Even if we could implement a wait, I'm not sure we should. GSC resume
and HuC reload takes ~300ms in most cases, I don't think we want to
block within the i915 resume path for that long.
Yeah maybe not. But entertaining the idea that it is technically
possible to block - we could perhaps add uapi for userspace to mark
contexts which want HuC access. Then track if there are any such
contexts with outstanding submissions and only wait in resume if there
are. If that would end up significantly less code on the i915 side to
maintain is an open.
What would be the end result from users point of view in case where it
suspended during video playback? The proposed solution from this
series sees the video stuck after resume. Maybe compositor blocks as
well since I am not sure how well they handle one window not providing
new data. Probably depends on the compositor.
And then with a simpler solution definitely the whole resume would be
delayed by 300ms.
With my ChromeOS hat the stalled media engines does sound like a
better solution. But with the maintainer hat I'd like all options
evaluated since there is attractiveness if a good enough solution can
be achieved with significantly less kernel code.
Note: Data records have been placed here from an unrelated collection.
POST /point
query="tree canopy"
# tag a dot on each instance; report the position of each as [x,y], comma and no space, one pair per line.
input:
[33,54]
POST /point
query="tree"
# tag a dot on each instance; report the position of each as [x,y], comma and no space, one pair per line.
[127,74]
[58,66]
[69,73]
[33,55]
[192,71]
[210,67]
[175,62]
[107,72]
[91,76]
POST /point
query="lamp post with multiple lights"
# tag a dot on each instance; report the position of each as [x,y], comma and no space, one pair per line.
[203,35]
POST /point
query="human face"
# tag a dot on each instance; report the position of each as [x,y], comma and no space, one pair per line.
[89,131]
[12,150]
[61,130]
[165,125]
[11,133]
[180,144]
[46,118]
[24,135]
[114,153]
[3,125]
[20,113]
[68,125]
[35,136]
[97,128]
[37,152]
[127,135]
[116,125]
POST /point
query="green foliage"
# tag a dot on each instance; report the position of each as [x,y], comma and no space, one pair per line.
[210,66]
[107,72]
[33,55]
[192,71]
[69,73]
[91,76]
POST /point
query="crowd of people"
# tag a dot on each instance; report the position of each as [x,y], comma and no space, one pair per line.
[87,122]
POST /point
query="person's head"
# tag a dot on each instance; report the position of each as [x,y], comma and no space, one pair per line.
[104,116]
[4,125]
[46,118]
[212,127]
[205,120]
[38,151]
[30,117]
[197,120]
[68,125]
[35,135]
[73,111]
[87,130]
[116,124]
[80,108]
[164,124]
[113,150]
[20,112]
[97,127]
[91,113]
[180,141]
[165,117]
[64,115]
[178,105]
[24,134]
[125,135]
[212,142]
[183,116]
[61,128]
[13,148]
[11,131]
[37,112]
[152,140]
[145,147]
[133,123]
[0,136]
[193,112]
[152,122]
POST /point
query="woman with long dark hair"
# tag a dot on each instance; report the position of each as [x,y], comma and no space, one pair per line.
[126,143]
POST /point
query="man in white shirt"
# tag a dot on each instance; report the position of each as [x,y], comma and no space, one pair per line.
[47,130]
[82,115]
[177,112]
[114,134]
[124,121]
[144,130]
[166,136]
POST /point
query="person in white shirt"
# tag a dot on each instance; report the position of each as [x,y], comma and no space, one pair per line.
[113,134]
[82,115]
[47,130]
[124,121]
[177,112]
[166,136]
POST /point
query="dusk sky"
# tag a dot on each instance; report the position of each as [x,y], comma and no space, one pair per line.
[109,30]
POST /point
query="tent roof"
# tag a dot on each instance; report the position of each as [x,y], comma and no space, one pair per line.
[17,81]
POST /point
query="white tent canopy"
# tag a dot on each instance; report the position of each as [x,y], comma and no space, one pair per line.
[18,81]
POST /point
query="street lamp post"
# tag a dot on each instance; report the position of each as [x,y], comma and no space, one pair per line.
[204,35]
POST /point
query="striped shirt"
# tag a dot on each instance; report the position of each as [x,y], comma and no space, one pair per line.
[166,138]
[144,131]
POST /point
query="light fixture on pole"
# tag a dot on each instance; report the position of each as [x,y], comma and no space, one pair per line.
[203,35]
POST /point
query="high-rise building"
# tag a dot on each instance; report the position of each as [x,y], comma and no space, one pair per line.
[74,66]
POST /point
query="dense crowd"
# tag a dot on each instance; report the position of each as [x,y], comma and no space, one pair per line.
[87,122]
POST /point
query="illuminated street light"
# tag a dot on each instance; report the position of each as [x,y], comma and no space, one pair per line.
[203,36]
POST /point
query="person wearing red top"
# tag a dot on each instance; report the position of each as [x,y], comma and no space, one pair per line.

You say 300ms is typical time for HuC load. How long it is on other
platforms? If much faster then why is it so slow here?
The GSC itself has to come out of suspend before it can perform the
load, which takes a few tens of ms I believe. AFAIU the GSC is also
slower in processing the HuC load and auth compared to the legacy path.
The GSC FW team gave a 250ms limit for the time the GSC FW needs from
start of the resume flow to HuC load complete, so I bumped that to
~300ms to account for all other SW interactions, plus a bit of buffer.
Note that a bit of the SW overhead is caused by the fact that we have 2
mei modules in play here: mei-gsc, which manages the GSC device itself
(including resume), and mei-pxp, which owns the pxp messaging, including
HuC load.
However, do we really need to lie in the getparam? How about extend
or add a new one to separate the loading vs loaded states? Since
userspace does not support DG2 HuC yet this should be doable.
I don't really have a preference here. The media team asked us to do
it this way because they wouldn't have a use for the different "in
progress" and "done" states. If they're ok with having separate flags
that's fine by me.
Tony, any feedback here?
We don't even have any docs in i915_drm.h in terms of what it means:
#define I915_PARAM_HUC_STATUS 42
Seems to be a boolean. Status false vs true? Could you add some docs?
There is documentation above intel_huc_check_status(), which is also
updated in this series. I can move that to i915_drm.h.
Daniele
Regards,
Tvrtko
Thanks,
Daniele
Will there be runtime suspend happening on the GSC device behind
i915's back, or i915 and GSC will always be able to transition the
states in tandem?
They're always in sync. The GSC is part of the same HW PCI device
as the rest of the GPU, so they change HW state together.
Okay thanks, I wasn't sure if it is the same or separate device.